Furthermore, using this cell line panel could improve antibody optimization, increase clarity, and produce a more representative full range of expression patterns. It could act as an adjunct to cytologic preparations, which are comprised of cells and not tissue. Additionally, it has the potential to improve diagnostic accuracy for the less experienced pathologist especially in the setting of precursor lesions. Cell lines have increased utility and versatility, which decreases the reliance on patient tumor tissue.
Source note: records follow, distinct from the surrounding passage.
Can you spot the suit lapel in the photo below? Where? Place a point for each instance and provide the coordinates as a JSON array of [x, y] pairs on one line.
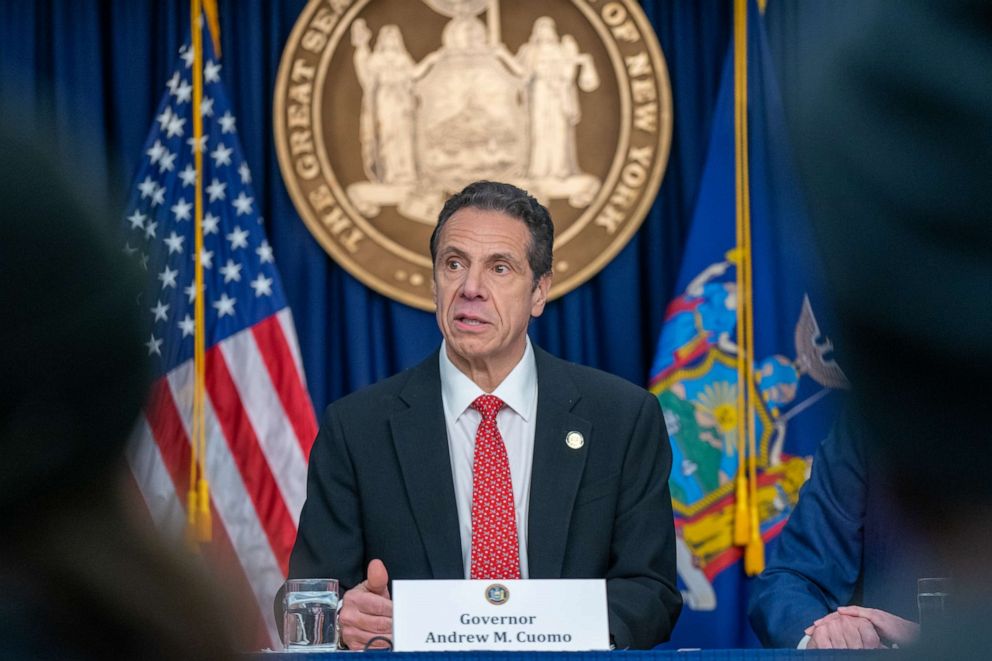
[[557, 468], [420, 438]]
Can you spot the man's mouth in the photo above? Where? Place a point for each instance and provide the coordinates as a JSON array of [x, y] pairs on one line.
[[469, 320]]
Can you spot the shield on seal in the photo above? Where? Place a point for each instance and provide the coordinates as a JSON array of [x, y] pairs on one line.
[[472, 122]]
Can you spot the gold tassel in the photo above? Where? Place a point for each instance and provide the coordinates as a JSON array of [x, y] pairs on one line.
[[213, 22], [204, 519], [191, 525], [754, 556], [742, 517]]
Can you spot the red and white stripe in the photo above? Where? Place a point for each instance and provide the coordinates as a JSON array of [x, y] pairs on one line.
[[260, 426]]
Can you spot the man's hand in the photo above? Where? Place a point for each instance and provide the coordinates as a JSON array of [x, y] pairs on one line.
[[890, 628], [842, 631], [367, 610]]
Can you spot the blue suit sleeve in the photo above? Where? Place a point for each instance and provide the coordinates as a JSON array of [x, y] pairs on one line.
[[816, 565]]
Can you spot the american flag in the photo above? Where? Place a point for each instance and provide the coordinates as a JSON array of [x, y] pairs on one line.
[[259, 418]]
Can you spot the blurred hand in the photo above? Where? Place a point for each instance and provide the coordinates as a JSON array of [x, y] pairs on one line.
[[890, 628], [840, 631], [367, 610]]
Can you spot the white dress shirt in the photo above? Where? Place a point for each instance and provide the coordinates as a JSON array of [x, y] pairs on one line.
[[516, 423]]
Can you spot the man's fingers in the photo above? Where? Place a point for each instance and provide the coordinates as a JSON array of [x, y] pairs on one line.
[[366, 614], [378, 578], [362, 623], [890, 627]]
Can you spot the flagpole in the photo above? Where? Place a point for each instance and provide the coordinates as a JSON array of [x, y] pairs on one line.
[[199, 441], [742, 492]]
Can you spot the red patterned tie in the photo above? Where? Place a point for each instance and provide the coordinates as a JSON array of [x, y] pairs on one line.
[[495, 553]]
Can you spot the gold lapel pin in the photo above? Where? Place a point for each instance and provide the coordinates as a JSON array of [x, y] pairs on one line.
[[574, 440]]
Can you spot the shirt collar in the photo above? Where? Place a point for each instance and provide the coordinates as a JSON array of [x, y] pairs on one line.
[[518, 390]]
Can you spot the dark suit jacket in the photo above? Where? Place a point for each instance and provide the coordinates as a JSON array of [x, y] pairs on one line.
[[844, 544], [380, 486]]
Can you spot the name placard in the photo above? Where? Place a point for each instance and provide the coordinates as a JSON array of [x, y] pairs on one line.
[[542, 615]]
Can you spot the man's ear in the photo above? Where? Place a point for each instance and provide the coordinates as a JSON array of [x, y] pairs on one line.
[[539, 297]]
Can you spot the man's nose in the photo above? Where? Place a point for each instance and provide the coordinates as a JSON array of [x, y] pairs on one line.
[[474, 285]]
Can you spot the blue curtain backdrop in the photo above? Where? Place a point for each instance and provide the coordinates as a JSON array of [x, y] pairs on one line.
[[89, 73]]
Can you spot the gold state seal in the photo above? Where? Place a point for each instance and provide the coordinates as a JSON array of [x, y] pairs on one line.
[[383, 108]]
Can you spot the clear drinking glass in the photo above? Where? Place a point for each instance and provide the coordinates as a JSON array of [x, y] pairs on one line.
[[931, 597], [310, 614]]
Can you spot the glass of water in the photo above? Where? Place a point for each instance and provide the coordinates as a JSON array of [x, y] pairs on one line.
[[309, 620], [931, 597]]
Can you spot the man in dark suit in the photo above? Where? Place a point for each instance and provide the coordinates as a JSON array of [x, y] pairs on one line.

The cell line quality control improvements can be further escalated in the digital pathology world. Single cell staining is cleaner and would be less prone to technical errors. The decrease in technical errors would allow for improved optical resolution and precise digital assessment. Increased diagnostic accuracy and improved digital imaging would lead to more refined big data analytics, increasing the potential for better outcomes with future translational medicine initiatives.